スティーブ・マックィーンの熱狂的ファンを公言している自分。とは言え、彼のフィルモグラフィーの中で好みの作品はと言うとかなり偏りがある。西部劇だと「荒野の七人」よりも「ネバダ・スミス」の方が断然好き。現代劇だと「タワーリング・インフェルノ」でのスーパーヒーローぶりより「ハンター」「ゲッタウェイ」などのザラリとした人間味のある方が好き。反対に、何度観てもどうにも苦手なのが「華麗なる賭け」「シンシナティ・キッド」で、奇しくも両作品はいずれもノーマン・ジュイソンが監督を務めたもの。カメラワークとカット割りに凝り、いかにも器用にスタイリッシュに映像をまとめ上げたという部分がどうにも押しつけがましく、マックィーン本来の魅力とはかけ離れているような気がするのだ。

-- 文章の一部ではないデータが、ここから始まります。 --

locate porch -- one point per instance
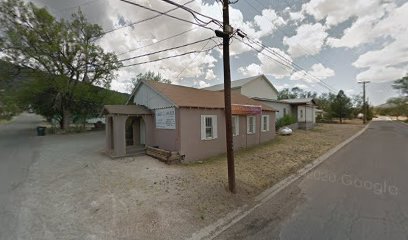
(125, 130)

特に「華麗なる~」はフェイ・ダナウェイ演ずる保険調査員のビッキーが銀行強盗の首謀者はトーマス・クラウン(マックィーン)であると一発で見抜き、あとはただただ、お互いの駆け引きというプロットが質の低い少女漫画のように陳腐で嫌いなのだ(ダナウェイも魅力的に思えない)。ファッションと音楽は今もなお語り継がれるほど上質でお洒落なのだけど個人的にはお洒落過ぎやしないかなあと思ってしまう。そんな自分であったが、興味本位でマックィーンが劇中で使用しているサングラス(ペルソールのPO714)のレプリカモデルというのを入手してみた。手にしてみると、フォルムはそっくり同じでも鼈甲の模様がかなり雰囲気の違ったもので、何よりレンズがミラーレンズなのだ(本来はブルーのグラデーション)。ちょっと頑張れば本物は手に入るというのに、金を出してこんな中途半端なものを買った自分が情けなくなった。フェイクは所詮、フェイクでしかない。本物を求め、自分も何事も本物であるべきだという矜持を忘れてはならないのだと、改めて悟ることになった。